Nacional: O ministro da Previdência Social disse que o Paraná pode ficar sem verba do governo se projeto de previdência dos servidores contrariar normas

Carlos Eduardo Gabas
Carlos Eduardo Gabas

 

 

 

O projeto em análise na Assembleia Legislativa do Paraná que altera o custeio do Regime Próprio da Previdência Social dos servidores estaduais foi discutido em audiência desta terça-feira (28) da Comissão de Fiscalização Financeira e Controle da Câmara dos Deputados.

 

Segundo o ministro da Previdência Social, se a proposta contrariar as normas, o estado corre o risco de ficar sem as verbas transferidas pelo governo federal. Carlos Eduardo Gabas disse que o ministério ainda não emitiu parecer sobre a legalidade da proposta porque o governo paranaense não prestou as informações solicitadas.

 

 

“O ministério tem autorização legal para decretar uma irregularidade previdenciária e para isso o Certificado de Regularidade Previdenciária. Quando os entes, sejam estados ou municípios, estão em desacordo com a norma, nós cassamos o certificado. A consequência é que, quando um ente público não está em acordo com a lei, ou seja, não está com o certificado em dia, ele não pode receber transferências da União.”

 

 

A proposta, apresentada pelo governo estadual, sugere que cerca de 30 mil beneficiários, com 73 anos ou mais, sejam transferidos do Fundo Financeiro, que é arcado pelo Tesouro estadual, para o Fundo Previdenciário, que engloba as contribuições dos servidores e do poder público. O governador tucano Beto Richa argumenta que a migração vai gerar uma economia de R$ 125 milhões por mês com o pagamento de benefícios.

 

 

A legalidade da proposta dividiu opiniões da bancada do Paraná.
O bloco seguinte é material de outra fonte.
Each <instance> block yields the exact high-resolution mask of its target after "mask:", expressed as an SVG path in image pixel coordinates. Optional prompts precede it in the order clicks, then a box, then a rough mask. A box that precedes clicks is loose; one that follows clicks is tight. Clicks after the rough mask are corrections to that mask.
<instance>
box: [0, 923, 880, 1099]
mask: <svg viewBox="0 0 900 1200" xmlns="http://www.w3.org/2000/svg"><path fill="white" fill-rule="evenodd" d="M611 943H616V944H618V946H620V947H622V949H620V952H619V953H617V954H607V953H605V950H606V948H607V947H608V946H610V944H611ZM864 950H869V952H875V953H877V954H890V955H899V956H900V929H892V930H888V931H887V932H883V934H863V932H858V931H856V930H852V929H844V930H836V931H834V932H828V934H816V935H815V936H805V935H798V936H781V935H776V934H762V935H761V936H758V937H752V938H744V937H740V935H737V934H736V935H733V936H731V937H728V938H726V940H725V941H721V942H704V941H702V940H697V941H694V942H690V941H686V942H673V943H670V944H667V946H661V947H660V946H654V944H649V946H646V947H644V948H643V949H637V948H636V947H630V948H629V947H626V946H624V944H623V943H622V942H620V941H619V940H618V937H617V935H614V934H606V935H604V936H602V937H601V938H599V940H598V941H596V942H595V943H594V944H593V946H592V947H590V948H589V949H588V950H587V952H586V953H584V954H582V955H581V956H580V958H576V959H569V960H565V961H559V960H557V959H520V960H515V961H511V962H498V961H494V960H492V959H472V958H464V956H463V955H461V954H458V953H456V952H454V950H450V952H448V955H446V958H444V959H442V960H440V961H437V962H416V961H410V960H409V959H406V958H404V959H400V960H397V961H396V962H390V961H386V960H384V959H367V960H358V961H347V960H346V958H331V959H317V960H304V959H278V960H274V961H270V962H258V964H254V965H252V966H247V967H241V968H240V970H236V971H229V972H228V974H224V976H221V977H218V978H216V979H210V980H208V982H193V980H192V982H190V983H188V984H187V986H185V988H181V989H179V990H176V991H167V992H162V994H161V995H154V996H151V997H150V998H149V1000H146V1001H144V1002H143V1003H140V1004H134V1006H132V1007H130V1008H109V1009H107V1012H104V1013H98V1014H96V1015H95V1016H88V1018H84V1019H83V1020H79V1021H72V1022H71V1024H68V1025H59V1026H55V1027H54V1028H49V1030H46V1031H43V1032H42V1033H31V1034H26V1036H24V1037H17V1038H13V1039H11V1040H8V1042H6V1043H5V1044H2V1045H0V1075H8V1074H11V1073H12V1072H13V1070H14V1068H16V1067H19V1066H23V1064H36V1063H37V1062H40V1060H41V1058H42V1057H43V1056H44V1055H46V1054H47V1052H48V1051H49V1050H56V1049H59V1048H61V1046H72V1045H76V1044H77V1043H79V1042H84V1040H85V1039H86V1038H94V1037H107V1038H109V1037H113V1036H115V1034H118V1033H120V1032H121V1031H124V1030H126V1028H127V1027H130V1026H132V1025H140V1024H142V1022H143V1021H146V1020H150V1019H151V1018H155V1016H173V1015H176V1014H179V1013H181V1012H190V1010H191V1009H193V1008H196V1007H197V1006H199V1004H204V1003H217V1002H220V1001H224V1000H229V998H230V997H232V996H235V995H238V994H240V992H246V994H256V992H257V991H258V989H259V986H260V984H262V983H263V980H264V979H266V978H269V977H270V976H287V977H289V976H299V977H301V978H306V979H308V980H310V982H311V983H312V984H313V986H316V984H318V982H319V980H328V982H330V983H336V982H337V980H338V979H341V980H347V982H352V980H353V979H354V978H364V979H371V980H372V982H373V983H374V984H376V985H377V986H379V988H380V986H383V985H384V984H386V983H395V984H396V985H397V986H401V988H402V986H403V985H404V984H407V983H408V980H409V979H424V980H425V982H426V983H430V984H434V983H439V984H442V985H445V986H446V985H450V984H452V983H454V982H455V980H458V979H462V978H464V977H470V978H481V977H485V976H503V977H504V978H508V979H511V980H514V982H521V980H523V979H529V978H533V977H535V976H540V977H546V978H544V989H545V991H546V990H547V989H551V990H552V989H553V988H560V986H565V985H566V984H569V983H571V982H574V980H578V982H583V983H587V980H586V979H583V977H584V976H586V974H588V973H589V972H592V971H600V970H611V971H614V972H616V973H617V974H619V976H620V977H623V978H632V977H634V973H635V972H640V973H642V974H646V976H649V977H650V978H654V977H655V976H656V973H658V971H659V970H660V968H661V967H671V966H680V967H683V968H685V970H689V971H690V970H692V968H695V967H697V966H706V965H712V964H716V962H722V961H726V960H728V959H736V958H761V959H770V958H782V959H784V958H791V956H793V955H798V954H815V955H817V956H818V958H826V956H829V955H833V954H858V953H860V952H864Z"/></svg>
Ex-governador do estado, o senador Roberto Requião (PMDB) destacou que o projeto retira recursos dos servidores para resolver problemas de caixa do atual governo. “O caminho é não deixar o governo meter a mão na previdência pública dos paranaenses.”

 

 

O deputado Waldir Rossoni (PSDB) rebateu as críticas do ex-governador do Paraná e disse que o projeto prevê apenas a migração de beneficiários de um fundo para outro, com o compromisso do governo de pagar este custo com as receitas dos royalties de Itaipu.

 

 

 

“O Requião meteu a mão no Fundo Previdenciário no seu governo. Deixou um rombo de 3 bilhões e 900. Não recolheu os 11% do patrimonial. Não recolheu. O que o governador Beto Richa fez? Ele fez uma lei, obrigou o estado a recolher os 11%. O caixa do governo não suportou isso. Agora, foi encontrada outra medida financeira, oferecendo a receita dos royalties de Itaipu para poder restabelecer a situação financeira do estado.”

 

 

A senadora Gleisi Hoffmann (PT) também compareceu à audiência para dizer que as alterações na previdência estadual colocam em risco o direito dos servidores. “Um fundo previdenciário de quase 17 anos de poupança e que o governo do estado agora está querendo utilizar esse recursos para pagar os aposentados que não estão cobertos por este fundo. Teriam que ser pagos com recursos do Tesouro. O que vai acontecer é que este fundo será descapitalizado. E nós corremos o risco de, num futuro próximo, não ter recursos para pagar os aposentados.”

 

 

Já o deputado Luiz Carlos Hauly (PSDB) destacou que as medidas saneadoras do governo do Paraná são positivas.

 

 

“O Paraná vai honrar os 300 mil servidores que tem, 200 mil ativos e 110 mil inativos, com as medidas fiscais e previdenciárias tomadas. O servidor do Paraná vai receber em dia o seu salário nos próximos 30, 40 anos.”

 

 

A Assembleia Legislativa já aprovou, em primeiro turno, o projeto que altera o Regime de Previdência dos servidores do estado do Paraná. A proposta ainda deve ainda passar por segundo turno e redação final, antes de voltar para sanção do governador Beto Richa.